Monday, April 13, 2009

Crossing the medium divide

Caffeine-induced ramble ahead:

This afternoon, while I played Marvel: Ultimate Alliance a thought occurred to me.

Comic books are big business. However it's a business around a medium that appears to be on its last legs. Now it seems that the most popular comic book characters are merely grist for the mill. I sometimes wonder if the net worth of the history of comic books is the vault of properties from which so many movies, television shows and video games are produced.

I have been a life-long comics reader. That last bit is emphasized because the action of reading is important to me. So often people have asked me if I have collected comics and my response is often "No, but I read them. They tend to collect themselves." If we believe Scott McCloud, the notion that comics are read is vital. One qualitative difference between a film and a comic is that the film is paced entirely by the editor. While the layout of a comics page is determined by the artist/creator, the reader is left to move at their own pace through the images.

Another key theorist in comics is the late, great Will Eisner. One of his complaints that I remember is (and I'm near certainly misquoting) the stories in comics always revolved around the notion of pursuit. The super-hero meme is only one facet of the world of comics. Yet most folks can only think of super-heroes when the word comics are discussed.

That's all well and good. When it comes to it, though, it appears that comics and all print publishing are undergoing a huge shift as their respective media become obsolete. As has been reported elsewhere, new generations of children are not being introduced to comic books in those formative years. Instead, they learn of those memorable characters through movies and video games.
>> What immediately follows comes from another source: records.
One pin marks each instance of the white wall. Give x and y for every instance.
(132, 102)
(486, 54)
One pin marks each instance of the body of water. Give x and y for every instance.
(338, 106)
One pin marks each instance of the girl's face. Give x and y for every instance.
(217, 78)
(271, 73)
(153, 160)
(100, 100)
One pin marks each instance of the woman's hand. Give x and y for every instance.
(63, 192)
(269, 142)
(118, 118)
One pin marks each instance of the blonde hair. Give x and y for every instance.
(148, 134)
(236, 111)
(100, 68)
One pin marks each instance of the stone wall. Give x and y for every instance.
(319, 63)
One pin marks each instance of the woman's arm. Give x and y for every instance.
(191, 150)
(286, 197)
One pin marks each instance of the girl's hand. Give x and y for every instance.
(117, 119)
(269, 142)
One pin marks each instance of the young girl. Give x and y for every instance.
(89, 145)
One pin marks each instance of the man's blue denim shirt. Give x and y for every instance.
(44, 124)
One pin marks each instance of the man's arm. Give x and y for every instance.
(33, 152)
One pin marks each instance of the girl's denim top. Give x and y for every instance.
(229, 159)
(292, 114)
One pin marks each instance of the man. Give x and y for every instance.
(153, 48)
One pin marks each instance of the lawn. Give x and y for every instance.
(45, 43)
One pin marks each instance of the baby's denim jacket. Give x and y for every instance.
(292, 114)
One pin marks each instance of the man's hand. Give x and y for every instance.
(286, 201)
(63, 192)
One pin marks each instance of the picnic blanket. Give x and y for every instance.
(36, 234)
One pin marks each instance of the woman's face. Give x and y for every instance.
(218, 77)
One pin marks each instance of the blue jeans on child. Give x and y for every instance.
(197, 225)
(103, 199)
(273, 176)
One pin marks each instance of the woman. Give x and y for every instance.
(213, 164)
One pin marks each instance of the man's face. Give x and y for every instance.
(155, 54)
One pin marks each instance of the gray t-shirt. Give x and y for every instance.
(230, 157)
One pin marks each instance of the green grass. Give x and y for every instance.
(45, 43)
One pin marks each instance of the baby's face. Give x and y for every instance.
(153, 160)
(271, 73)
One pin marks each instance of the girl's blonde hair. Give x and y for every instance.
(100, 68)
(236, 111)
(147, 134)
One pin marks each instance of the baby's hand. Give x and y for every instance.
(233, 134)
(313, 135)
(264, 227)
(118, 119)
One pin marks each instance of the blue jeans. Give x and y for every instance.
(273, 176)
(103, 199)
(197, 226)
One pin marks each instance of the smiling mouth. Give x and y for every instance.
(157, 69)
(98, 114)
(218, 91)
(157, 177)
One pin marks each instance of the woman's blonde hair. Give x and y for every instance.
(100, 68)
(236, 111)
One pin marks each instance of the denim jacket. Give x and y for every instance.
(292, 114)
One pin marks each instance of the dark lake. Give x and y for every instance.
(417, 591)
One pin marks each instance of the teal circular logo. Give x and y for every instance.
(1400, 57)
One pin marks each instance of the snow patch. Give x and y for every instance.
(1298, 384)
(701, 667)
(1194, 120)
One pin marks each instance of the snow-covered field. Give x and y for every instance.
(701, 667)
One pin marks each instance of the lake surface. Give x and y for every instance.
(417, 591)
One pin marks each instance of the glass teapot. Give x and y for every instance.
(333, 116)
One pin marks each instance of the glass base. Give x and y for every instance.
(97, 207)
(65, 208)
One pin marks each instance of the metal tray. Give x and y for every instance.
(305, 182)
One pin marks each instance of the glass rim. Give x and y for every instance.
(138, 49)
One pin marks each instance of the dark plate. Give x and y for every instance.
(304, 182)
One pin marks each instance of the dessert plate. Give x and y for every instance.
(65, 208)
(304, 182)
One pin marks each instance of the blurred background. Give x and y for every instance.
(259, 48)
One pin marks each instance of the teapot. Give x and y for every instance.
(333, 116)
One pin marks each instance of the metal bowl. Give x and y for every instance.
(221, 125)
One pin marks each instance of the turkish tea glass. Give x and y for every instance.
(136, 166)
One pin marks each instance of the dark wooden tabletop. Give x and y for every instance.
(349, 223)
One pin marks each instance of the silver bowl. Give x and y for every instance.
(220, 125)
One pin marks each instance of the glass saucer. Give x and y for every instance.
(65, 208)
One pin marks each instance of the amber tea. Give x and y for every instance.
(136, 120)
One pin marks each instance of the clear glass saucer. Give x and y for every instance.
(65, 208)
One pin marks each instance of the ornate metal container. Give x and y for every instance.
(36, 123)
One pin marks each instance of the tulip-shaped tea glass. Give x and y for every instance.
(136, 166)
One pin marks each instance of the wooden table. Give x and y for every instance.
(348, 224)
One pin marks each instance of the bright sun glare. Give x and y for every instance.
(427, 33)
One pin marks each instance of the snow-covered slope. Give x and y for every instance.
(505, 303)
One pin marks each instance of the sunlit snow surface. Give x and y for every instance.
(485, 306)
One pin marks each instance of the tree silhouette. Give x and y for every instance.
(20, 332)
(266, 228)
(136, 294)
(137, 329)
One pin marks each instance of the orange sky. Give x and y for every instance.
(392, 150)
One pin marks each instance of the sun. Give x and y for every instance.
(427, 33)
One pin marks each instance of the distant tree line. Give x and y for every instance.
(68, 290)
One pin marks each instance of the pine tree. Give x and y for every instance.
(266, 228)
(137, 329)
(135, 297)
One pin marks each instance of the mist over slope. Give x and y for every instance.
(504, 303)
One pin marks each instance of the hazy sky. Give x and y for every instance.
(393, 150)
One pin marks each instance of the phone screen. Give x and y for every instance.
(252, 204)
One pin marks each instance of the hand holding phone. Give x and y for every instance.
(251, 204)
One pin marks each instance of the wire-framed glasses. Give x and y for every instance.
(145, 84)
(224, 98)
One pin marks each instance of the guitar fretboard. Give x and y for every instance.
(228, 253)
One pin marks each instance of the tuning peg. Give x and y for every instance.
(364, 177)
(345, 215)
In fact, it seems that video games may serve to this new generation what comic books did to the 1950s kid. That's the generation that was hit by Seduction of the Innocent.

This would appear to bring us full circle. However, to go a little past that, I think to the potential of video game stories. It's clear to me that the majority of video game adaptations tend to work in that same "pursuit story" mode that Eisner supposedly complained about. Can the player complete such and such objective? If not, keep trying until they do. The stories don't ever seem to do much beyond that. It feels to me like story developments are in service to the action. I don't know that I can remember a game where the pursuit was the Macguffin for a richer experience. It seems to me that there's untapped potential in the video game arena.